Newer
Older
Digital_Repository / OARiNZ / DIY / deb_package / eprints-3.0 / perl_lib / EPrints / DataSet.pm
######################################################################
#
# EPrints::DataSet
#
######################################################################
#
#  This file is part of GNU EPrints 2.
#  
#  Copyright (c) 2000-2004 University of Southampton, UK. SO17 1BJ.
#  
#  EPrints 2 is free software; you can redistribute it and/or modify
#  it under the terms of the GNU General Public License as published by
#  the Free Software Foundation; either version 2 of the License, or
#  (at your option) any later version.
#  
#  EPrints 2 is distributed in the hope that it will be useful,
#  but WITHOUT ANY WARRANTY; without even the implied warranty of
#  MERCHANTABILITY or FITNESS FOR A PARTICULAR PURPOSE.  See the
#  GNU General Public License for more details.
#  
#  You should have received a copy of the GNU General Public License
#  along with EPrints 2; if not, write to the Free Software
#  Foundation, Inc., 59 Temple Place, Suite 330, Boston, MA  02111-1307  USA
#
######################################################################


=pod

=head1 NAME

B<EPrints::DataSet> - a dataset is a set of records in the eprints system with
the same metadata.

=head1 DESCRIPTION

This module describes an EPrint dataset.

An repository has one of each type of dataset:

cachemap, counter, user, archive, buffer, inbox, document, subject,
saved_search, deletion, eprint, access.

A normal dataset (eg. "user") has a package associated with it 
(eg. EPrints::DataObj::User) which must be a subclass of EPrints::DataObj 
and a number of SQL tables which are prefixed with the dataset name.
Most datasets also have a set of associated EPrints::MetaField's which
may be optional or compulsary depending on the type eg. books have editors
but posters don't but they are both EPrints.

Datasets have some default fields plus additional ones configured
in Fields.pm.

But there are some exceptions:

=over 4

=item cachemap, counter

Don't have a package or metadata fields associated.

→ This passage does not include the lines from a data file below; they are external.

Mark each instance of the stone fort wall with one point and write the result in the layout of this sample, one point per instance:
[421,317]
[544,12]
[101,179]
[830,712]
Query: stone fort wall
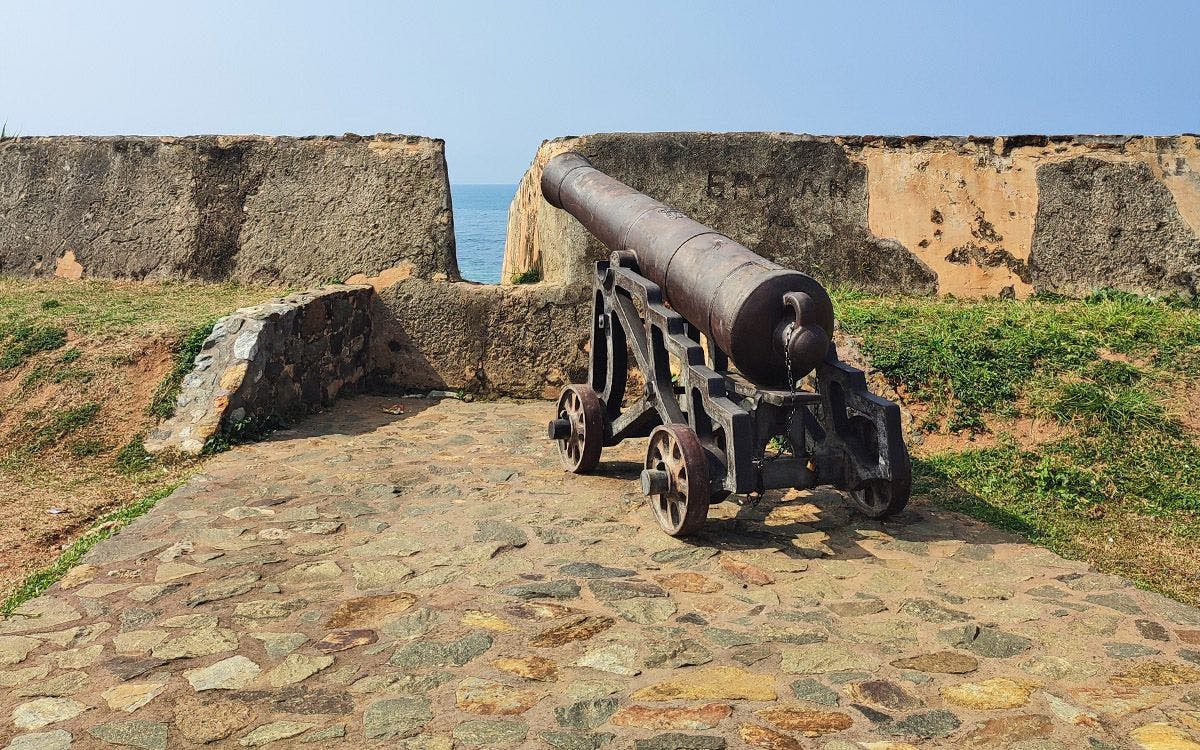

=item archive, buffer, inbox, deletion

All have the same package and metadata fields as eprints, but
are filtered by eprint_status.

=back

EPrints::DataSet objects are cached by the related EPrints::Repository
object and usually obtained by calling.

$ds = $repository->get_dataset( "inbox" );

=over 4

=cut

######################################################################
#
# INSTANCE VARIABLES:
#
#  $self->{id}
#     The id of this dataset.
#
#  $self->{confid}
#     The config-id of this dataset, usual the same as {id} but is always
#     "eprints" for inbox,archive,buffer,deletion as they share the same
#     configuration.
#
#  $self->{repository}
#     A reference to the EPrints::Repository to which this dataset belongs.
#
#  $self->{fields}
#     An array of all the EPrints::MetaField's belonging to this dataset.
#
#  $self->{system_fields}
#     An array of the non-optional EPrints::MetaField's which are hard
#     coded into this dataset.
#
#  $self->{field_index}
#     A hash keyed on fieldname containing the fields in {fields}
#
#  $self->{default_order}
#     The default option for "order by?" in a search form.
#
######################################################################

package EPrints::DataSet;

use EPrints;

use strict;

# filters is the filters to apply to this dataset before returning
# values.

# dataset_id_field is a field to write the dataset id to when an item
# is created. 

# These are both used by the virtual datasets inbox, buffer etc.

my $INFO = {
	cachemap => {
		sqlname => "cachemap"
	},
	counter => {
		sqlname => "counters"
	},
	user => {
		sqlname => "user",
		class => "EPrints::DataObj::User",
		import => 1,
	},
	archive => {
		sqlname => "eprint",
		class => "EPrints::DataObj::EPrint",
		confid => "eprint",
		import => 1,
		filters => [ { meta_fields => [ 'eprint_status' ], value => 'archive', describe=>0 } ],
		dataset_id_field => "eprint_status",
	},
	buffer => {
		sqlname => "eprint",
		class => "EPrints::DataObj::EPrint",
		confid => "eprint",
		import => 1,
		filters => [ { meta_fields => [ 'eprint_status' ], value => 'buffer', describe=>0 } ],
		dataset_id_field => "eprint_status",
	},
	inbox => {
		sqlname => "eprint",
		class => "EPrints::DataObj::EPrint",
		confid => "eprint",
		import => 1,
		filters => [ { meta_fields => [ 'eprint_status' ], value => 'inbox', describe=>0 } ],
		dataset_id_field => "eprint_status",
	},
	deletion => {
		sqlname => "eprint",
		class => "EPrints::DataObj::EPrint",
		confid => "eprint",
		import => 1,
		filters => [ { meta_fields => [ 'eprint_status' ], value => 'deletion', describe=>0 } ],
		dataset_id_field => "eprint_status",
	},
	eprint => {
		sqlname => "eprint",
		class => "EPrints::DataObj::EPrint"
	},
	document => {
		sqlname => "document",
		class => "EPrints::DataObj::Document",
		import => 1,
	},
	subject => {
		sqlname => "subject",
		class => "EPrints::DataObj::Subject",
		import => 1,
	},
	history => {
		sqlname => "history",
		class => "EPrints::DataObj::History",
		import => 1,
	},
	saved_search => {
		sqlname => "saved_search",
		class => "EPrints::DataObj::SavedSearch",
		import => 1,
	},
	access => {
		sqlname => "access",
		class => "EPrints::DataObj::Access",
		import => 1,
	},
	request => {
		sqlname => "request",	
		class => "EPrints::DataObj::Request",
		import => 1,
	},
};


######################################################################
=pod

=item $ds = EPrints::DataSet->new_stub( $id )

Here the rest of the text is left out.